Apple doesn’t own chip foundries. But because they understand what it means to be profitable, they can buy the capacity they need, and get priority. By not wasting their money, they will be well positioned to make a deal with whichever LLM company they choose, or even buy one once the bubble bursts.
Apple’s $250 billion cash position means they could afford both buybacks and R&D increases. Your partnership strategy argument has merit - leveraging others’ LLM investments while maintaining financial discipline could be smart positioning.
Your “conspiracy theory” labeling is pure ad hominem - a rhetorical dodge that attempts to discredit documented financial analysis by associating it with irrational thinking. This strategy backfires because it signals you can’t address the evidence directly. Financial resource allocation analysis isn’t conspiracy theorizing; it’s standard business evaluation.
Your “fundamentally flawed premise” claim mischaracterizes the argument. This isn’t about Apple building LLMs specifically - it’s about AI infrastructure investment during a critical technology transition. The chip budget cuts affected foundational AI capabilities, not just LLM development.
Attacking the YouTube source over and over again while ignoring the CNBC and business reporting I cited compounds the ad hominem pattern. The financial data stands regardless of Greg Wyatt’s thumbnail design.

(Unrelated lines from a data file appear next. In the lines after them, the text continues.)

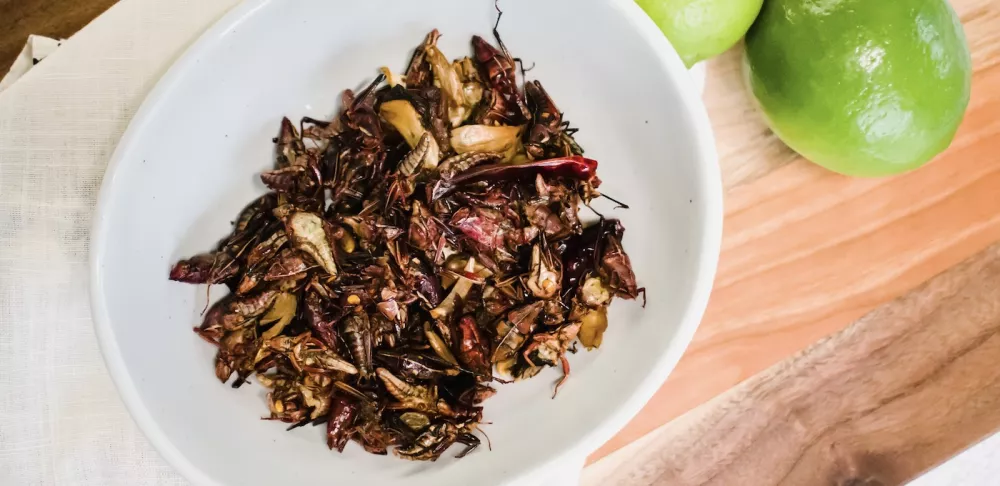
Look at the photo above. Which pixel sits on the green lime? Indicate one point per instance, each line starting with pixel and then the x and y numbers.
pixel 862 87
pixel 700 29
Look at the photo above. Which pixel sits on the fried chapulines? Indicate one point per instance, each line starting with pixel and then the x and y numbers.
pixel 425 239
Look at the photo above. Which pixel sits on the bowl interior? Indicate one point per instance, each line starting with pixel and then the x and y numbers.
pixel 191 161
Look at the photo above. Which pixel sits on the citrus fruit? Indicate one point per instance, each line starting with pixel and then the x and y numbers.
pixel 861 87
pixel 700 29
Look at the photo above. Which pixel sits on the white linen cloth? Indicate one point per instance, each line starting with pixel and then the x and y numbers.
pixel 61 421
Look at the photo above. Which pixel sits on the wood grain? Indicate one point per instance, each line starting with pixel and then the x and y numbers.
pixel 806 251
pixel 909 384
pixel 53 18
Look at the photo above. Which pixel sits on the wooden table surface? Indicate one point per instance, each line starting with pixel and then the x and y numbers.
pixel 806 253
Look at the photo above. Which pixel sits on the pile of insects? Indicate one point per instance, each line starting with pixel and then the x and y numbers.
pixel 424 238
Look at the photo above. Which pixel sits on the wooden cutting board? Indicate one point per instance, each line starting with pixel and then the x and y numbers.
pixel 805 253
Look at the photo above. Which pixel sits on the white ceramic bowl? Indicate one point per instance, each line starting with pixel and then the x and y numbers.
pixel 191 159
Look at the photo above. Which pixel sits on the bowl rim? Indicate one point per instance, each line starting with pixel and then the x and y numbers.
pixel 708 175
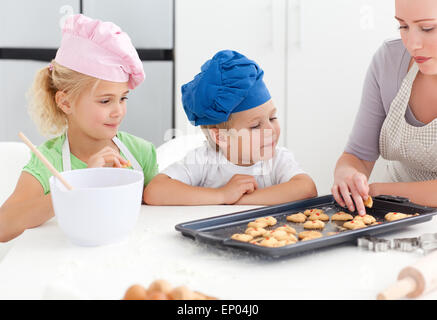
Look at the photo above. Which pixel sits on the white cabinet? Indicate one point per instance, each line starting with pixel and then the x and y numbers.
pixel 29 23
pixel 16 77
pixel 330 46
pixel 149 23
pixel 149 112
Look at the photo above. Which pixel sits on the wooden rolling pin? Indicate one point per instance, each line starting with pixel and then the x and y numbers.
pixel 414 280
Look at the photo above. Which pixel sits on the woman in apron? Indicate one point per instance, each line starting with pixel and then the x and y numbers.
pixel 80 98
pixel 398 116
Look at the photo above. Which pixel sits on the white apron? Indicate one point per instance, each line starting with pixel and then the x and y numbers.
pixel 412 151
pixel 66 155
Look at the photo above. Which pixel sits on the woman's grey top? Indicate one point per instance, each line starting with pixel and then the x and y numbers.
pixel 388 68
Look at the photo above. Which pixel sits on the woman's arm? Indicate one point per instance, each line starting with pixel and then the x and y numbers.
pixel 422 192
pixel 351 181
pixel 27 207
pixel 299 187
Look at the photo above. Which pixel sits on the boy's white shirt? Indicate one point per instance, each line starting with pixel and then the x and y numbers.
pixel 205 167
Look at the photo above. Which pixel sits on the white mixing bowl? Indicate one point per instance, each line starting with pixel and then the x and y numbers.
pixel 103 206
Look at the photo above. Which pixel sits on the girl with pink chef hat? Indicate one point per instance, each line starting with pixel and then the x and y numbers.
pixel 80 99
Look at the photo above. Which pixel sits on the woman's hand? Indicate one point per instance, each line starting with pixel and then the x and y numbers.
pixel 351 184
pixel 237 186
pixel 107 157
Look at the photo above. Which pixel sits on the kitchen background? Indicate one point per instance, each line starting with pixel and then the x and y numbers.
pixel 315 54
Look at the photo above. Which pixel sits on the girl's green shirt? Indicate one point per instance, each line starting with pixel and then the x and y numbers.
pixel 143 151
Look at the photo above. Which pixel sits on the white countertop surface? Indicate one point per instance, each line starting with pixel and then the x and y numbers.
pixel 43 264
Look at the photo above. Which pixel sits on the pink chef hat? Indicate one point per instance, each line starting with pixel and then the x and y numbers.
pixel 99 49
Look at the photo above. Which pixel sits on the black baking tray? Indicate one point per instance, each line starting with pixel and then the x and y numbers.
pixel 216 231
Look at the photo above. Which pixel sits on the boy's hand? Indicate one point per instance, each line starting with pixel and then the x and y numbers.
pixel 107 157
pixel 237 186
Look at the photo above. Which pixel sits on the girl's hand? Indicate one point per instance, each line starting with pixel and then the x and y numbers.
pixel 351 185
pixel 237 186
pixel 107 157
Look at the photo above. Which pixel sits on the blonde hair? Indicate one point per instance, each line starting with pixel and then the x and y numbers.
pixel 43 109
pixel 205 129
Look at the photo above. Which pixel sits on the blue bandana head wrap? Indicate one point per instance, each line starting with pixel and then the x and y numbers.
pixel 227 83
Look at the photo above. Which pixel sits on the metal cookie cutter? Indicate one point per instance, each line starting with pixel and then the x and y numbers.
pixel 426 242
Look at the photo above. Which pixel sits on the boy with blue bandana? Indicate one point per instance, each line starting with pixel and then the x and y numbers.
pixel 240 163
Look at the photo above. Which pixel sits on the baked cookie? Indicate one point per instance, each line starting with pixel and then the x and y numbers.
pixel 314 224
pixel 255 232
pixel 242 237
pixel 369 202
pixel 309 212
pixel 341 216
pixel 269 242
pixel 297 217
pixel 280 235
pixel 354 224
pixel 287 229
pixel 393 216
pixel 262 222
pixel 309 234
pixel 319 216
pixel 367 219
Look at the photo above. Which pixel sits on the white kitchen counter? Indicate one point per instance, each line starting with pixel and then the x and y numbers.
pixel 43 264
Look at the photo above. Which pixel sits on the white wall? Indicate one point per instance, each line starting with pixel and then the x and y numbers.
pixel 315 54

Your “prudent business management” defense of buybacks versus R&D misses the strategic context. Having cash doesn’t make every spending decision prudent. Kodak had cash when they delayed digital camera investment too.
The $500 billion announcement timing supports rather than refutes the reactive argument. If this was long-planned, why announce it precisely when AI competitors were gaining market value and Apple’s stock was under pressure?
Your “let markets develop” philosophy ignores that in rapidly evolving technologies, late entry carries compounding costs. Apple’s current Siri limitations and reliance on buying services from competitors demonstrate this risk materializing.
Most importantly, you haven’t addressed the core timeline evidence. Can you explain why Apple’s AI infrastructure investment decisions in 2023 weren’t strategically shortsighted?
I fear you are conflating two very different things - technology research, product prototyping, and market/product launch timing.
It is well-known (Steve Job’s authorized biography and other sources), that Apple developed the now-famous iPad before the iPhone, but chose to pursue launching the iPhone first.
Your analysis assumes that if a company does not launch the first product to market within a new genre, or does not reactively respond to the launch of products by a competitor, that it is falling behind the market and any future product launch is a knee-jerk reactive move rather than a planned and calculated strategy,
Of course, competitive moves and evolving consumer and market trends influence the go-to-market tactics of a company, but Apple has been somewhat unique in not following trends and pioneering paths.
I apologize for botching the quote, Steve Jobs is famous for saying something to the effect “great companies don’t give consumers what they want; they give them what they don’t even know they need”.
LLM’s versus general AI is very much a replay. We are only at the beginning of this “technology versus feature versus company” AI. evolution.
Nope. It fits the facts better than your arguments. But. you be you.
No. There is not critical technology transition, despite what the snake oil salesmen might say. There is a bubble for a technology that will have niche applications at best.
As I and other have noted, the financial arguments are either incorrect or based on a false premise. And the thumbnail and his argument are flawed.
It was announced four years ago. Apple’s stock was not under pressure.